Among the many different influences in the Baroque period, the Council of Trent made one of the most significant contributions. The Catholic Church, helmed by Pope Paul III, created this council to counter the Protestant Reformation. Part of the Church’s strategy was to use the arts to reach the masses, so art became a way of telling Biblical stories rather than just portraying a singular person. The art became more dramatic with the use of lights and darks and the church hoped the emotional themes in the arts would “stimulate piety” in the country (1).
Saint Matthew and the Angel was a painting by Michelangelo Merisi da Caravaggio. It depicts, to no one’s surprise, an angel visiting Saint Matthew. There is some interesting history behind this painting, or rather, paintings. The painting portrayed a rather lowly-looking man as Matthew being taught like a child by an angel, where the angel “forcefully pushes Matthew’s hand over the page of a heavy book, as if he were guiding an illiterate” (2). While the painting does portray Matthew as a commoner, it is meant to contrast God’s plan for humanity and the human perception of this plan. Even one of the greatest men is portrayed as a commoner or a fool, whereas the angel, a messenger of God, is painted beautifully. Unfortunately, the Church did not want this dirty visual interpretation of Matthew to be an aspiration for peasants and rehired Caravaggio to create a new version. This painting was destroyed during World War II but has been reproduced from pictures.
The new painting Caravaggio made gave Matthew a bit more dignity and instead the angel appears above him, giving him divine inspiration rather than divine dictation. This new piece was called The Inspiration of Saint Matthew and is the piece currently displayed. This painting, in my opinion, is much more showy than the first version. Matthew seems afraid of the angel and appears cowering away from it rather than being instructed. The angel’s hands and Matthew’s body look abnormal and staged and the angel’s wings are black, almost unnoticeable with the dark background. Matthew sports a halo on his head to appease the Catholic Church, who often portray Saints above regular people. The Catholic rejection of the first painting reveals the hypocrisy of the Church, which attempted to draw the common person in with the art but, in reality, had no desire for the commoners to be a part of it. Matthew is made to look a bit more heroic to bolster the egos of the Church. It is likely in the first piece two models were used, Caravaggio often used people from the streets which which he based his paintings.
(2) http://www.all-art.org/history252-4.html (quote from Encyclopaedia Britannica)

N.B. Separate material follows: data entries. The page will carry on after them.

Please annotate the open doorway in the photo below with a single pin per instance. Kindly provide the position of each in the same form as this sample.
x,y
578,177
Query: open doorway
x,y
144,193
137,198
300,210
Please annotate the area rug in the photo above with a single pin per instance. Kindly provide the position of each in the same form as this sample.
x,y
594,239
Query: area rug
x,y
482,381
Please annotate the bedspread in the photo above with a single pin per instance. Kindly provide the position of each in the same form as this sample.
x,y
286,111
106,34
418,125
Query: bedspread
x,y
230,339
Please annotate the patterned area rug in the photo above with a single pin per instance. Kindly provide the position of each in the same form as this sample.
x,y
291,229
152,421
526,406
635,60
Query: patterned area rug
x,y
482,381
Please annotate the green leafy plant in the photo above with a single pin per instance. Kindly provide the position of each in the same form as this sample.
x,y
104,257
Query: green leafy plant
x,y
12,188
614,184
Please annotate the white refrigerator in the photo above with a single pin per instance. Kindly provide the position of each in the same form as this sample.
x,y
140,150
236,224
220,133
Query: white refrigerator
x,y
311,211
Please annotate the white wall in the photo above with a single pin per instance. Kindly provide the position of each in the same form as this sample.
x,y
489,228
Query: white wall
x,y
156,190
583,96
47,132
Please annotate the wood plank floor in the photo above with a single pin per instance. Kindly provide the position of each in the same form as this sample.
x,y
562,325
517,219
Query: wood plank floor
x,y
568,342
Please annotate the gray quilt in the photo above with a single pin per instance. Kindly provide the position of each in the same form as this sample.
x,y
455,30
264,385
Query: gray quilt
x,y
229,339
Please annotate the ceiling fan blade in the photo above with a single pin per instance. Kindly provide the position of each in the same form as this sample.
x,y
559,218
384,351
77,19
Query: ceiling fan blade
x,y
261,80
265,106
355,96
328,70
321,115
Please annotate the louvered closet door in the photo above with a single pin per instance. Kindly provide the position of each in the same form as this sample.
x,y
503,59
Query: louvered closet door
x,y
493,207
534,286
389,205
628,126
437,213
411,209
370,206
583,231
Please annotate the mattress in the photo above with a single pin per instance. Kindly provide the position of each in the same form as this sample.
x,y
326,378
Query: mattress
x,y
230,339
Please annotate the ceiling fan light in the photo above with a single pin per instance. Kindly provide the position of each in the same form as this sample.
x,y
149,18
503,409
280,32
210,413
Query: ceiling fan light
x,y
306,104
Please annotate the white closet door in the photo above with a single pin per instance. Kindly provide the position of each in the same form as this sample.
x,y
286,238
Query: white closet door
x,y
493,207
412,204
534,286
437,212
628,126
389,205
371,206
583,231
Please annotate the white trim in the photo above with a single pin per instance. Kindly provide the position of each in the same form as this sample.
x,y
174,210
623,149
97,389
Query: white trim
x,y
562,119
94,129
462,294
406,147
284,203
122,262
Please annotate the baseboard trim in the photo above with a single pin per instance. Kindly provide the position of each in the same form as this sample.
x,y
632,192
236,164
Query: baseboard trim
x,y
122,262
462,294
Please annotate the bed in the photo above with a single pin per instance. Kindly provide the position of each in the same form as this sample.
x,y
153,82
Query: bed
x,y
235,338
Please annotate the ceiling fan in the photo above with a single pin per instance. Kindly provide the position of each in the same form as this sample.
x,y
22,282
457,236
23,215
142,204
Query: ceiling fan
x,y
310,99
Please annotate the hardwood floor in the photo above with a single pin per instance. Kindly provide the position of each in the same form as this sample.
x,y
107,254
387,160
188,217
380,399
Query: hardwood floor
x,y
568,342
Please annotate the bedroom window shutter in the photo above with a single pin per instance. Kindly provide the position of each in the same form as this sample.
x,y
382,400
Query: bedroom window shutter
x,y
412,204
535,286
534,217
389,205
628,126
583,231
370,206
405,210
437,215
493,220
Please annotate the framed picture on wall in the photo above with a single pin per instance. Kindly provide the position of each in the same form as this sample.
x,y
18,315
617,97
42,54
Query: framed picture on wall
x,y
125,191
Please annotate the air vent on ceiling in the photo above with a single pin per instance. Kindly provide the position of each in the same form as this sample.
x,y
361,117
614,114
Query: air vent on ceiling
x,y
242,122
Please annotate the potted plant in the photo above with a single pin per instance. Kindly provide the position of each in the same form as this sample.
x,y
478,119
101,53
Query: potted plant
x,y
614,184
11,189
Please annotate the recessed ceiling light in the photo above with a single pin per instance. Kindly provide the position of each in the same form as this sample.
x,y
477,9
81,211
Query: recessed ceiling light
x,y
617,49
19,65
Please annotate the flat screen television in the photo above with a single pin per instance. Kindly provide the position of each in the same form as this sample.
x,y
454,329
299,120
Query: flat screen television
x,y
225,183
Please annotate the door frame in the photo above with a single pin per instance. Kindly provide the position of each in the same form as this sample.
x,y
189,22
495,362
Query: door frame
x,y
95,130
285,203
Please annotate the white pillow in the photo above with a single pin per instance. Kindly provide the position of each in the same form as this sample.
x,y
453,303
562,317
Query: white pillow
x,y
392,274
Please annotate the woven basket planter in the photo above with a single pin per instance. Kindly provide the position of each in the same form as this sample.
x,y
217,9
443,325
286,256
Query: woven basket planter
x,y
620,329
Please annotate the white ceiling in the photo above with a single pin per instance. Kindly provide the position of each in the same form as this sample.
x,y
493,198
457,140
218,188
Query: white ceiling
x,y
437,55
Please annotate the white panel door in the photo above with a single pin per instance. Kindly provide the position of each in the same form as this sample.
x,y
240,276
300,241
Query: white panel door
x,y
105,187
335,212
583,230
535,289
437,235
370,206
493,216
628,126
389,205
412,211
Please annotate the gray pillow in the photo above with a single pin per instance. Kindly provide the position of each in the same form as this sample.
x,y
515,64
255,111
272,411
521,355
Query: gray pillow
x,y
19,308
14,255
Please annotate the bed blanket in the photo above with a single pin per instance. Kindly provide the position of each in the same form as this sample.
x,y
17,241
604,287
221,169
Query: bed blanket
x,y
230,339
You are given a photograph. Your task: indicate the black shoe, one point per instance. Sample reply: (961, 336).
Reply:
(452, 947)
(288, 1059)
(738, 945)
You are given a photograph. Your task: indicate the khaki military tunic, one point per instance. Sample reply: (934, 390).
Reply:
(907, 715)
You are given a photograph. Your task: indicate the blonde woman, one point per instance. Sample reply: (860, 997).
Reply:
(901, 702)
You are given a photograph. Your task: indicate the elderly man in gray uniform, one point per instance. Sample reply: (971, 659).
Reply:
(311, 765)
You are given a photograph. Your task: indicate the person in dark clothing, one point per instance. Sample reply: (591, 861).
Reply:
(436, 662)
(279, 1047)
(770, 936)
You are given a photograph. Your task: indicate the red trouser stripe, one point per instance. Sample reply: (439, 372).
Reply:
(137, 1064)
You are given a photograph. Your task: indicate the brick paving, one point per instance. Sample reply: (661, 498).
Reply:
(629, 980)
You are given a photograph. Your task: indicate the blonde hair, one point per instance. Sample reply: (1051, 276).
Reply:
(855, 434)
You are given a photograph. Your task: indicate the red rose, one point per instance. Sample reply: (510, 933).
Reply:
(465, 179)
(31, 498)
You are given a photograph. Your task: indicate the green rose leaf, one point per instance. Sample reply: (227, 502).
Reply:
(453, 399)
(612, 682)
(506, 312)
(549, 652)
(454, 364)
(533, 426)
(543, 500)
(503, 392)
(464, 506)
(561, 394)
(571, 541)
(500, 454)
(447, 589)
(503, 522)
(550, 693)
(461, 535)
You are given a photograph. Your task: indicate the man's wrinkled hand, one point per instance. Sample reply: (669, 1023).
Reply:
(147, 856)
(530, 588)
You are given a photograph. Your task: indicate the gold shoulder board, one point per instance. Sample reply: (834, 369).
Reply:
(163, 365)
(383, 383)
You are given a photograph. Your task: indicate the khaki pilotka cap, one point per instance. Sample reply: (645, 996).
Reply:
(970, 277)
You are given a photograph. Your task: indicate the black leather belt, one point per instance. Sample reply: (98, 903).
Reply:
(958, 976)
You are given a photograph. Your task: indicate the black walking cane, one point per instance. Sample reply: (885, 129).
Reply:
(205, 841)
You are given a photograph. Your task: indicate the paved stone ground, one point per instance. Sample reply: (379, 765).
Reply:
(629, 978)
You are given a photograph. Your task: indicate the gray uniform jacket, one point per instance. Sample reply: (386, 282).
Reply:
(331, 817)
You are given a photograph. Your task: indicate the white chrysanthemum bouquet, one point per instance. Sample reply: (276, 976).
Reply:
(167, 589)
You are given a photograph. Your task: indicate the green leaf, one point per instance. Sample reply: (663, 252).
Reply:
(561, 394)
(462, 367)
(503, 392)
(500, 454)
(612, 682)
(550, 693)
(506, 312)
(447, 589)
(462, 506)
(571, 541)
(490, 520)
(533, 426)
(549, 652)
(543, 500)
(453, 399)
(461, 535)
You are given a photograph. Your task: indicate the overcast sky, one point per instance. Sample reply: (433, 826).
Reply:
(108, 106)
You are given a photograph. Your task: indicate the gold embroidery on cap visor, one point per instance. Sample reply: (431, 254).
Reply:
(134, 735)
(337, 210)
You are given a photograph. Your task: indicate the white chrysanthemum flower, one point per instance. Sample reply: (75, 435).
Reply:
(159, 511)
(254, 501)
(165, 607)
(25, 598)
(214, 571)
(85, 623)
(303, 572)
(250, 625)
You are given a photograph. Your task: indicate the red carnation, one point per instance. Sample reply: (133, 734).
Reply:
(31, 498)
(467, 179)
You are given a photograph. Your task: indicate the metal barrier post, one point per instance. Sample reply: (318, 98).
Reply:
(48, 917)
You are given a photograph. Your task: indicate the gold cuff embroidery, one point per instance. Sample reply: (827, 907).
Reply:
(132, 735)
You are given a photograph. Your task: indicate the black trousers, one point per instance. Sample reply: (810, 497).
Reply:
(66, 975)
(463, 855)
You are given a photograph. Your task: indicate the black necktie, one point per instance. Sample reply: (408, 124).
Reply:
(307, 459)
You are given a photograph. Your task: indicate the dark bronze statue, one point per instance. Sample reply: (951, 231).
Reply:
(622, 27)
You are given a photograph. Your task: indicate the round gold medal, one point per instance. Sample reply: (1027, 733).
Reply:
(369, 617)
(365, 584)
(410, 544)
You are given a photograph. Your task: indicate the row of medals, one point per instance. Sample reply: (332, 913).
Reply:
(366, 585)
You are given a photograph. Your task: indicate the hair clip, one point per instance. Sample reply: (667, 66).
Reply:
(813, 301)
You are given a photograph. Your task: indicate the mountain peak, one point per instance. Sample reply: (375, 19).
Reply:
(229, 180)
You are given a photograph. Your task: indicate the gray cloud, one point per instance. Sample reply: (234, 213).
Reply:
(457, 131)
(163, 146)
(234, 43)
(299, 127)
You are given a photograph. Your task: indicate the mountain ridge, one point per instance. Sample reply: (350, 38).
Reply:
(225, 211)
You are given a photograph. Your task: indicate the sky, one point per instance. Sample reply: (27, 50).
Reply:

This updated version of Saint Matthew and the Angel is far superior to the original; Matthew’s feet are much less apparent due to his extra robing, as was a major complaint. Then angel is no longer as apparent with her black wings and Matthew’s glasses indicate he is educated and not common, just as his halo represents his sainthood. It looks as the angel may be massaging Matthew’s hand, possibly because of all the writing he has been doing.